It’s not very often the home town folks get to vote for one of their own to be president of the United States.
It was an opportunity many in Bamberg County, South Carolina, passed up Saturday in the Republican presidential primary that pitted Bamberg native and former South Carolina Gov. Nikki Haley against former President Donald Trump. Trump defeated Haley statewide by roughly a 20-percentage point margin.
Trump won Bamberg County with 65 percent of the votes against 35 percent for Haley, according to a county-by-county breakdown published by The New York Times.
Jerome Boyce of Denmark, not far from the town of Bamberg, said local or not, Haley could not compare with Trump, according to NPR.
“Trump has got it. Trump has a track record. Nikki Haley does not,” Boyce said.
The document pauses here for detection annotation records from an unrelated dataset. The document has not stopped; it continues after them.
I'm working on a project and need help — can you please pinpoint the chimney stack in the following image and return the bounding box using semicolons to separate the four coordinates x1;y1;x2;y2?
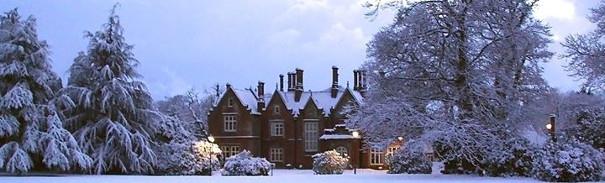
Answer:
256;81;265;112
288;72;296;91
330;66;338;98
353;70;367;96
353;70;359;91
294;68;304;102
279;74;284;91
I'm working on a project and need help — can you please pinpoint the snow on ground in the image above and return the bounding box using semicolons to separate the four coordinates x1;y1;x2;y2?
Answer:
0;169;537;183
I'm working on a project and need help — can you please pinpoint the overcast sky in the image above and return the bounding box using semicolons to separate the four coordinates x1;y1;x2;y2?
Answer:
0;0;598;99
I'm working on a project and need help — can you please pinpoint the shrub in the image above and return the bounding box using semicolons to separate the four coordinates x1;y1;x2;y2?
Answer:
482;138;535;177
222;150;271;176
387;148;433;174
313;150;349;175
532;139;605;182
157;141;221;175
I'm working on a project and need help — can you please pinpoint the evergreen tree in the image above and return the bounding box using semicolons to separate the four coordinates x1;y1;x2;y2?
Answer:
0;9;91;173
349;0;552;173
64;6;162;174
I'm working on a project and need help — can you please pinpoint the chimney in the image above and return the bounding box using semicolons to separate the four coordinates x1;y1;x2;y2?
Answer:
359;70;368;91
294;68;304;102
330;66;338;98
256;81;265;112
288;72;296;91
279;74;284;91
353;70;359;91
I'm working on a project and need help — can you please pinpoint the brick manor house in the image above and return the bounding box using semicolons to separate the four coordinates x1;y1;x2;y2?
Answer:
208;66;402;169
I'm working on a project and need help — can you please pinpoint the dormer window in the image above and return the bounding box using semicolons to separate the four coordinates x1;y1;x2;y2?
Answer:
227;97;233;107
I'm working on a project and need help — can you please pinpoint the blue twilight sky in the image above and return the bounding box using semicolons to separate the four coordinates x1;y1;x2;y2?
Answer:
0;0;599;99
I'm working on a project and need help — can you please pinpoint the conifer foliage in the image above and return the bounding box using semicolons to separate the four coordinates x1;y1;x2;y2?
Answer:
63;6;162;174
0;9;92;173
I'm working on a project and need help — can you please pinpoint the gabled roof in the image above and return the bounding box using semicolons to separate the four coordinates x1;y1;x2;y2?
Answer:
267;88;363;116
214;87;271;115
215;84;363;116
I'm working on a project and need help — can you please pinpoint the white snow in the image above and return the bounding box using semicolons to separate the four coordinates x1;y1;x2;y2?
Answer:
0;169;538;183
319;134;361;140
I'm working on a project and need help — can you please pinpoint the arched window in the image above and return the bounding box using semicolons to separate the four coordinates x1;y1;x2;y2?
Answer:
336;146;349;156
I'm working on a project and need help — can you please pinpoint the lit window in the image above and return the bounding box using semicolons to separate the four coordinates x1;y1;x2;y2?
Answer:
273;105;279;114
224;114;237;132
304;121;319;152
221;146;239;158
271;121;284;136
387;146;399;156
370;148;383;165
336;146;349;156
269;148;284;162
227;97;233;107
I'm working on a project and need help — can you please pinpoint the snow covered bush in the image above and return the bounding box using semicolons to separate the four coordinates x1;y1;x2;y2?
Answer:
0;9;92;173
157;141;221;175
154;116;221;175
387;148;433;174
483;137;535;176
62;7;162;174
532;139;605;182
222;150;271;176
312;150;349;175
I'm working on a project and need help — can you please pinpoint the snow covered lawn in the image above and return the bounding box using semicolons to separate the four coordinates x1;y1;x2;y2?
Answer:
0;169;537;183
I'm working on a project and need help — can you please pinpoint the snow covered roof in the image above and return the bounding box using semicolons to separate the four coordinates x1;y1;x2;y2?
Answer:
215;85;363;116
319;134;361;140
274;88;363;116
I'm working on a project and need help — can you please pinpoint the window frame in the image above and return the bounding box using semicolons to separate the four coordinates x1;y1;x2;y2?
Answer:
223;114;237;132
334;146;349;156
227;97;235;107
303;119;319;152
273;105;281;114
370;147;384;165
220;145;241;158
269;147;285;162
269;120;286;137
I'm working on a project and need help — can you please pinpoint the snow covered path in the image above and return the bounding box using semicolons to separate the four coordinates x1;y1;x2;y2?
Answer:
0;170;537;183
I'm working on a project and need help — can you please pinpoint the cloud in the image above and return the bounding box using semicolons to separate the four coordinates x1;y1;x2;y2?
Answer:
535;0;577;21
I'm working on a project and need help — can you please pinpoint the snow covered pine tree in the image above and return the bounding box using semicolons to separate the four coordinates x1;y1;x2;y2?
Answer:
349;0;552;174
0;9;92;173
312;150;349;175
63;6;162;174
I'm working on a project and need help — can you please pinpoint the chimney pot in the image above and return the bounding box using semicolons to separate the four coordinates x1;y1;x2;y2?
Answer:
331;66;338;98
279;74;284;91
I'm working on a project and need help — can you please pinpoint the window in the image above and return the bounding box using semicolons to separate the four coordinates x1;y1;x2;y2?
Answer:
224;114;237;132
304;121;319;152
370;148;383;165
227;97;233;107
221;146;239;158
335;146;349;156
387;146;399;156
273;105;279;114
270;121;284;136
269;148;284;162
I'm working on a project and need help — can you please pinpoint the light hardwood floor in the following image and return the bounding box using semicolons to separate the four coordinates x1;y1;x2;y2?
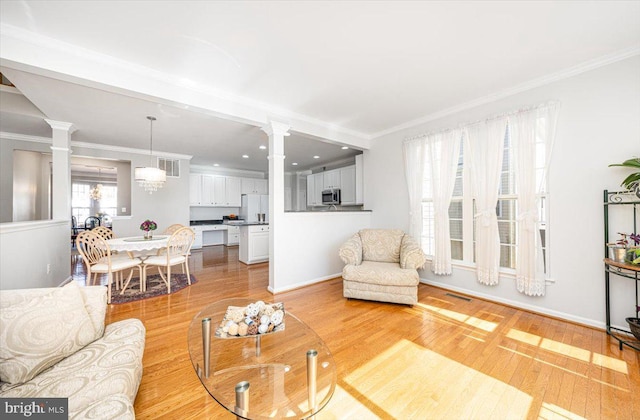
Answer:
74;246;640;419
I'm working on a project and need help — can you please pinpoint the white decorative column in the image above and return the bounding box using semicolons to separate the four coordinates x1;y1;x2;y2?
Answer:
45;119;76;223
262;121;290;292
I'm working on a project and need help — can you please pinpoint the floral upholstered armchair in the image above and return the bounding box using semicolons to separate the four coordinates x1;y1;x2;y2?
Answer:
339;229;426;305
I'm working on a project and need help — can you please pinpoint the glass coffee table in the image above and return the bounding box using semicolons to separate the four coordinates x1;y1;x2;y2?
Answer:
188;298;336;419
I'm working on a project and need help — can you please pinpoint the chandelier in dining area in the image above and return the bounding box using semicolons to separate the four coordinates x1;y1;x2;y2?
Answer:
134;116;167;194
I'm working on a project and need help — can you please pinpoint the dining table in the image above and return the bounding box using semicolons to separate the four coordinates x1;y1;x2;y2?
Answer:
107;235;169;291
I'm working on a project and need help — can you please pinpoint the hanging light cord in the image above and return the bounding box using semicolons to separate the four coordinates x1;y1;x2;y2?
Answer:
147;116;156;167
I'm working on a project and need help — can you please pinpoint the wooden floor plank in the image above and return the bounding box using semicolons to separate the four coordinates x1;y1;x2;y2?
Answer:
67;246;640;420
Sharon Carter, chairwoman of the Bamberg County Republican Party, said she was officially neutral, but had a preference personally,
“It is astonishing to me that people are choosing Trump in her hometown,” Carter told NPR. “Because people who do know her know that she’s an authentically real person.”
Trump is our nominee.
I know that might be tough for the never-Trumpers and swamp monsters in Washington DC to accept, but it’s the truth.
Nikki Haley should quit wasting time and money and get behind our nominee.
— Rep. Mike Loychik (@MikeLoychik) February 25, 2024
A voter identified as Randy Maxwell said Haley losing her home state “will not look good for her.”
Should she drop out?
“It will not look good for any candidate if you don’t win your home state. Trump just has so much base that they’re not going to change,” Maxwell said, according to NPR.
Bamberg native Stephanie Crosby-Lee, a Democrat, said Haley ought to keep going as long as she wants.
“One thing I do know, she gave him a run for his money,” she said, according to NPR.
Trump defeats Haley in her own backyard, secured another decisive victory pic.twitter.com/OPPLyktVBy
— The Epoch Times (@EpochTimes) February 26, 2024
The Trump camp estimates that might not be much longer, according to The New York Times.
The Times said that a memo circulating in the Trump campaign estimates that even if Haley matches her best showing in all of the upcoming contests, Trump will have won enough delegates to secure the GOP presidential nomination by March 19.
“The end is near,” Chris LaCivita and Susie Wiles, Trump’s co-campaign managers, wrote in the memo.